In this blog, I will cover important aspects which you need to test when benchmarking replication setup. MySQL has great tools that could be used to test its performance. They include:
sysbench – https://github.com/akopytov/sysbench
BMK-kit – http://dimitrik.free.fr/blog/posts/mysql-perf-bmk-kit.html
mysqlslap – https://dev.mysql.com/doc/refman/8.0/en/mysqlslap.html
LinkBench – https://github.com/facebookarchive/linkbench
I will not describe how to use them here, as you can find instructions on the provided links or in the Percona blog by browsing tags sysbench, benchmark, benchmarks, and the category benchmarks.
However, most of the instructions take into account standalone MySQL servers. If you want to test how your replication setup performs, you may want to perform additional checks.
Can the replica catch up to the source server?

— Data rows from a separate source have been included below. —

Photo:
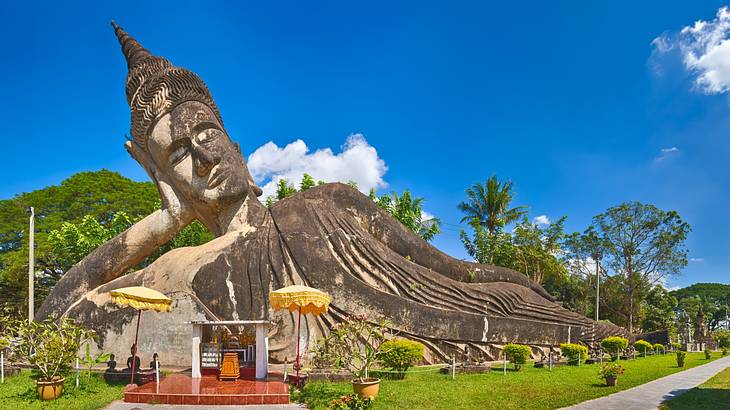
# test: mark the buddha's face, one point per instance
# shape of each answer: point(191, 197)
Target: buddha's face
point(190, 145)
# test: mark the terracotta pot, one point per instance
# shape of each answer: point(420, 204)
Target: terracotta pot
point(368, 388)
point(50, 390)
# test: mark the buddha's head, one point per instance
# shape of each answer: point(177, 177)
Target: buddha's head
point(178, 134)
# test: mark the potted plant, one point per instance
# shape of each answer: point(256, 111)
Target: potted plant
point(614, 345)
point(50, 346)
point(610, 372)
point(680, 358)
point(354, 345)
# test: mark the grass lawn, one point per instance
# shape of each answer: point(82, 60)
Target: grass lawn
point(530, 388)
point(713, 394)
point(93, 393)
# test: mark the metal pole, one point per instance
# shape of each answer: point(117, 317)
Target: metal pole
point(598, 285)
point(299, 328)
point(31, 267)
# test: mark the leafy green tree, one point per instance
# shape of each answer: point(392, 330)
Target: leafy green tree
point(489, 203)
point(408, 211)
point(307, 182)
point(644, 245)
point(284, 189)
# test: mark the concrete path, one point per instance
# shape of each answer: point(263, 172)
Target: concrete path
point(120, 405)
point(650, 395)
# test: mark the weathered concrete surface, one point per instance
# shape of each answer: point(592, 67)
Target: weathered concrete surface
point(331, 237)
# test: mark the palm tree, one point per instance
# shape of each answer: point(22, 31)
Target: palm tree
point(489, 203)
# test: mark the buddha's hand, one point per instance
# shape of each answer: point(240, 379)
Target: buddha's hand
point(172, 201)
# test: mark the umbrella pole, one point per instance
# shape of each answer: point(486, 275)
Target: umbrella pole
point(134, 347)
point(299, 329)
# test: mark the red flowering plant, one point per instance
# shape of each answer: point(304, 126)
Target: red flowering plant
point(354, 345)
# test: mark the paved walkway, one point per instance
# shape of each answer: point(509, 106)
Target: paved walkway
point(120, 405)
point(650, 395)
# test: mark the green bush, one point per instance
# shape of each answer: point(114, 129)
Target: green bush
point(642, 346)
point(614, 345)
point(722, 337)
point(400, 354)
point(517, 354)
point(573, 351)
point(680, 358)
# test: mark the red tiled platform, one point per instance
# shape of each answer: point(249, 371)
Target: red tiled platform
point(182, 389)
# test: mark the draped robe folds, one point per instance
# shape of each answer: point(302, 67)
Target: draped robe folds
point(336, 239)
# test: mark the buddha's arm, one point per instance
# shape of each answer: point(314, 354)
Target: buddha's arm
point(112, 259)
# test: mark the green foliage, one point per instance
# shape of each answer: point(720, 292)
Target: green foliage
point(90, 361)
point(489, 205)
point(614, 345)
point(50, 346)
point(409, 211)
point(680, 358)
point(307, 182)
point(351, 402)
point(284, 189)
point(643, 245)
point(610, 370)
point(400, 354)
point(517, 354)
point(574, 352)
point(722, 337)
point(354, 345)
point(642, 346)
point(95, 204)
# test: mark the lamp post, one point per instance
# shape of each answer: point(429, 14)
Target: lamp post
point(31, 263)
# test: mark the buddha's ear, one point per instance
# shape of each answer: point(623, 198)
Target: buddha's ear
point(171, 199)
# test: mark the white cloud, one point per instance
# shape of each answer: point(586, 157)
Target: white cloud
point(357, 161)
point(705, 51)
point(665, 153)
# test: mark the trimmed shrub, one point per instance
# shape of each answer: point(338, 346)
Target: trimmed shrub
point(517, 354)
point(642, 346)
point(614, 345)
point(680, 358)
point(574, 351)
point(400, 354)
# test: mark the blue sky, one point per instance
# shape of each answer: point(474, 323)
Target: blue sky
point(571, 101)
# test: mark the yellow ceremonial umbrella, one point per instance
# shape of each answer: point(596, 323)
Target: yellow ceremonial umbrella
point(302, 299)
point(140, 298)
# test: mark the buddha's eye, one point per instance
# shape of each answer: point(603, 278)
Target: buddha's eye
point(207, 137)
point(178, 154)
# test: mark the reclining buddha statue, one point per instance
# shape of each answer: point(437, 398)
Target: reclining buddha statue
point(331, 237)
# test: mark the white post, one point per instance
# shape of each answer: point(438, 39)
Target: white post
point(262, 350)
point(197, 336)
point(31, 267)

To answer this question, you need to run a load on the source machine and monitor the replica delay. You can do it by examining the
SHOW REPLICA STATUS
(
SHOW SLAVE STATUS
) output, particularly the value of the
Seconds_Behind_Source
(
Seconds_Behind_Master
) parameter. The same parameter is monitored by the “MySQL Replication Lag” graph under the “MySQL Replication Summary” dashboard in Percona Monitoring and Management (PMM).
The more advanced check would be to compare
Exec_Source_Log_Pos
(
Exec_Master_Log_Pos
),
Relay_Log_File
with
Read_Source_Log_Pos
(
Read_Master_Log_Pos
),
Source_Log_File
pairs since
Seconds_Behind_Source
may be affected by long-running commands and return wrong values.

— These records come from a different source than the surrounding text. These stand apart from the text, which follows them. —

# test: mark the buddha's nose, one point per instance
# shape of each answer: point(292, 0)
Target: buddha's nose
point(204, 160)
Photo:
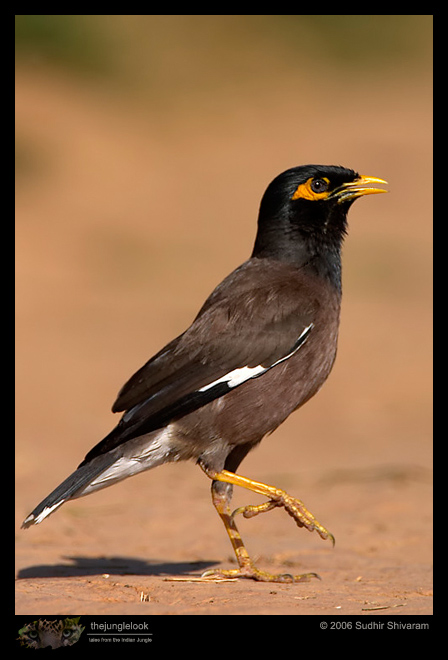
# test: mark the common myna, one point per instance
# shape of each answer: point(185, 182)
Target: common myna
point(262, 344)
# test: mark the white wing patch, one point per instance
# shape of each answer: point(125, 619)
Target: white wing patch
point(240, 375)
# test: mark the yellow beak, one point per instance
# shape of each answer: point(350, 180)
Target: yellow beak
point(358, 188)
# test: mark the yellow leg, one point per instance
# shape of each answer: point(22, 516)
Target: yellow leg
point(221, 499)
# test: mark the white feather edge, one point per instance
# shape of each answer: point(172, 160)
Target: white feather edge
point(240, 375)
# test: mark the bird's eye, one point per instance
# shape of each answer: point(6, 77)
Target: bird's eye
point(319, 185)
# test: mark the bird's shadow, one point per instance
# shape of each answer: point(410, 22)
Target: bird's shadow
point(115, 566)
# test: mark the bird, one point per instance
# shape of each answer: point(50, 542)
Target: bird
point(262, 344)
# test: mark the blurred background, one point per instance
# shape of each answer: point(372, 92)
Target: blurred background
point(143, 146)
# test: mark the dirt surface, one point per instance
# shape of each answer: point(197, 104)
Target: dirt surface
point(126, 224)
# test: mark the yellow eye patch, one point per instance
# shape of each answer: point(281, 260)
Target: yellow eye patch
point(314, 188)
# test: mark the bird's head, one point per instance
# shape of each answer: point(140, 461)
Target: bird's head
point(304, 209)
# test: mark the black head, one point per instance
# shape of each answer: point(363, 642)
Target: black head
point(303, 212)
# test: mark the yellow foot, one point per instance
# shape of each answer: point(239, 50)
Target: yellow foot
point(294, 507)
point(253, 573)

You may tune your replica server by adding parallelization if you see increasing lag. Check also how option
binlog_transaction_dependency_tracking
Can the replica run queries while applying updates from the source server?
Once you are happy with the replication lag, you may start adding the load you plan to run on this replica and test its performance. For example, if you plan to use the replica for handling read-only queries, you can run a read-only benchmark on it. You need to watch the performance of the read-only benchmark and replication lag.

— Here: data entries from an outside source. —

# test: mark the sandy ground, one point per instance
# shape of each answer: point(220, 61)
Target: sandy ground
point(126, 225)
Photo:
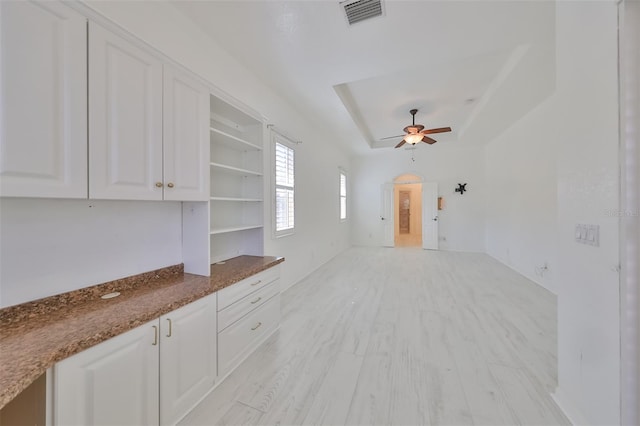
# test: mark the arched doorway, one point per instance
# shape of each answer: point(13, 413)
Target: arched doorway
point(428, 218)
point(407, 206)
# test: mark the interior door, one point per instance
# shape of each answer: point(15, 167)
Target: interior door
point(386, 214)
point(404, 204)
point(430, 216)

If you plan to run analytical queries on the replica: test them. If you plan to use this replica for taking backups: take the backup and measure how it will affect the performance of the replication.
Synchronous replication
Synchronous replication solutions such as Galera, Percona XtraDB Cluster (PXC), and Group Replication are affected by the flow control paused time. You can use PMM to monitor it.
For PXC/Galera clusters, watch graph “Flow Control Paused Time” under “PXC/Galera Cluster Summary” dashboard.
Or you can watch the value of the
wsrep_flow_control_paused
variable. See Galera Flow Control in Percona XtraDB Cluster for MySQL for more details.
For Group Replication, you need to check the value of the
COUNT_TRANSACTIONS_REMOTE_IN_APPLIER_QUEUE
column in the table
performance_schema.replication_group_member_stats
. That shows how many transactions are waiting in the queue on the secondary node to apply.
You may also watch “Replication Lag” graph under “MySQL Group Replication” dashboard in PMM
Your best test is your production
As said by Dimitri Kravtchuk at Fosdem 2020:
While it is hard to create such a benchmark on the server that accepts writes from users, for the replica, it is comparatively easy. All you need to do is to create a replica of your production server and not make it available for the application yet. First, watch if it can handle replication lag while idle, then start adding load to it. You may also use the mirroring feature of ProxySQL Note; however, you need to check if some of the limitations described in this post, still apply.
How fast will the replica catch up?
One more thing you may want to test is how fast the replica will recover after a delay in replicating updates from the source server. To perform this test, stop the replica while running the source server’s load, restart it after a certain amount of time, and watch replication lag. If you are testing a replica that serves read-only load, let the load test continue.
It is better to perform stop, wait, and start in one series of commands, so you will have control over how long the replica was stopped. For example, to stop replica for one hour, use the following commands:
STOP REPLICA; SELECT SLEEP(3600); START REPLICA;
Then wait until the replica is running:
SELECT SERVICE_STATE FROM performance_schema.replication_applier_status;
Once this query returns ON, start monitoring the value of
Seconds_Behind_Source
in the
SHOW REPLICA STATUS
output until it becomes 0. Once it happens, record the time. This way, you will know how much time will be needed to apply one hour of changes.
Conclusion
You can use the same benchmarking tools that are recommended for standalone MySQL servers to perform performance tests against replication setups. You only need to monitor replication lag together with other performance characteristics.